И уже у самой двери холмийцы услышали непонятное.
— Только теперь я понял, что Высочайшие действительно существуют. Лишь они одни могли так славно пошутить!
Октябрьск наполнился гамом множества людей и гулом моторов.
По пыльным улицам бестолково маршировали, сбиваясь с ноги, отвыкшие от строевой подготовки подразделения, и проезжали машины, застревая в узких переулках.
В штабе переругивались командиры, определяя очередность вывода своих частей, но эта самая очередность всякий раз сбивалась. То требовалось срочно вывезти больных из полевого госпиталя, то вдруг командование требовало мчаться обратно и забрать уже брошенные, как никчемный хлам, испорченные пушки, то оказывалось
Особисты в рамках обеспечения полной секретности должны были зорко следить, чтобы никто не захватил с собой на ту сторону никаких «сувениров», которые могли бы навести умного человека на далеко идущие мысли.
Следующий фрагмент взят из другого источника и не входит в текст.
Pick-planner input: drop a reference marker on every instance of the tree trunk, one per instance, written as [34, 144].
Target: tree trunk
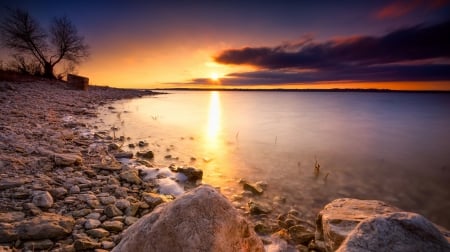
[48, 71]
Пока начальство ругалось, офицеры рангом пониже и солдаты побойчее засели в кабаках Махаловки, выменивая на выпивку самые разнообразные вещицы. Торгаши, предвкушая гибель своего бизнеса, взвинтили цены почти до небес, но мало кто из землян торговался. В комендатуре уже целая комната оказалась забита всяким барахлом — от кинжалов и ножей игрисского булата до жутких костяных идолов и золотых побрякушек (вот еще непонятно было, что с этим делать).
Немногочисленные степняки, глядя на этот исход, очень сильно смахивающий на бегство, держались наособицу. Не неприязненно, но как-то сумрачно — так стараются не задевать друга, у которого умер близкий человек.
…Три человека сидело в углу кантины «Жареный суслик», заливая печаль. Три свежеиспеченных младших лейтенанта-переводчика, произведенные из солдат, сумевших освоить местные языки.
Их дальнейшая судьба была совсем непонятной — поскольку вряд ли на Большой Земле нужны знатоки тарегского и сарнагарского диалектов местного всеобщего языка.
Грустнее всего выглядел Петя Якимов.
Еще пару дней назад не было, наверное, более довольного офицера во всей ОГВ.
Еще недавно — обычный ефрейтор, не выделявшийся ничем, кроме отличной слуховой памяти и способности на слух запоминать слова песен — хоть на английском, хоть на турецком, и без запинки воспроизводить их. А теперь — нате вам: лейтенант, хоть и младший.
Его коллега Боря Кременецкий, правда, напоминал, что в войну ведь тоже солдат в офицеры производили таким образом. Только вот не от хорошей жизни это делалось.
И когда Петр усмехался, что, мол, войны и нет уже, и даже не повоевали толком, скептик Борис отвечал: «Это ты так думаешь».
Теперь же было совершенно непонятно, что с ними будет.
— Хорошо, если просто в запас с подпиской выкинут, — зловеще понизил голос Кременецкий. — А если…того?
Он выразительно провел ладонью по горлу.
— Чтоб лишнего не болтали!
— Да ты что, совсем?! — покрутил Петя пальцами у виска. — Сейчас не те времена! Ты говори, да не заговаривайся!
— Времена не времена, а вот бежим отсюда как зайцы… — сурово изрек Борис.
— Так что теперь, всем тут было надо остаться?! — вспылил Якимов. — Тебе хорошо, ты сирота!
И прикусил язык, поняв, что сморозил глупость.
— Подожди, никто и не говорит, что всем надо остаться! — вмешался Иван Токарев. — Я вот бы сделал по-другому. Оставить тут добровольцев. Бросить всю технику и боеприпасы. Ну, мастерские, горючее… На первых порах с продовольствием помогут кочевники…
— Ага, — хохотнул Боря. — Ну, так пойди в штаб и предложи!